Now the mountains beckoned to him—if he could only flee this withered plain and lose himself up there close to the clouds where the air is so pure it made breathing such a pleasure. Maybe someday he would be able to go there again and forget what had happened, break out of the mountains into the valleys beyond. Dalin was beside him, and though he did not believe what his mother had said, she seemed to have cast a spell over him.

The bull loped down the trail and the wheels hit a bump—a root of a tree. Briefly their arms touched.

“Why did you not want them to come along?” he asked afterward.
The village was well behind them, just a line of madre de cacao trees.

She turned to him, her face determined. “I told you I would bury him anywhere. That is why it is just the two of us. Over there, at the bend of the river where An-no came upon us, beyond the clump of bamboo—no one can see us dig the grave there.”

“But why there?” Istak asked, surprised. “It is not done that way, you know that.”

“It was what he wanted. He knew he was going to die. Bury me, he said, where there’s water—the river, the sea. Any place where there is water, for water is life, too. Do you understand? And when we have buried him, then I will go. Far away to where his people are so that I can tell them. You will not even remember me then.”

“But I will remember you,” Istak said. He wanted to add, “always,” but he held back. “You cannot travel by yourself now. You know how it is—by land, even by sea—the way is very dangerous. Unless you have companions. You know what I mean.”

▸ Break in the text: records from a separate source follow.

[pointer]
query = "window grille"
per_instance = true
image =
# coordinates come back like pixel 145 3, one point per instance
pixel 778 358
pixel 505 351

She nodded, not as if to acknowledge the truth of what he said but as if to accept the sorrow which she must bear. “But what can they steal from me?” she asked, expecting no answer.

Istak did not reply. “You can stay with us,” he said much later. If she left, there would be peace in their household; the ill wind that his mother had prophesied would not blow their way. And yet, he needed to see her again. Banish the omens then. Why should he believe them? Did he not trust in Someone who bestowed grace on men and saw them safely through their journeys?

They rode in silence. The sun edged up the sky and dust swirled around them as the bull continued its even pace. In a
while, the trail dropped into the wide delta of the river, and all around them, the sprouts of cogon grew lush and tall, and farther down, the earth had become sandy. Stones littered the way—some of them boulders that had slid down from the mountains together with dead, uprooted trees when the heavy rains fell in July. Dalin looked around her.

“This will do,” she said, pointing to a spot surrounded by tall grass. Istak drew the reins and the bull stopped. They got down and Dalin unhitched the cart, then tethered the animal to a sprout of cogon and gave it some hay. She got a spade and a hoe from the cart and started digging. Istak took a spade and worked at the other end, the blade sinking quickly into the sandy loam. Soon, the hole was deep, up to their waists, and Istak clambered up, his body dripping with sweat. Dalin, too, was tired and her face was damp with sweat. They had worked in silence.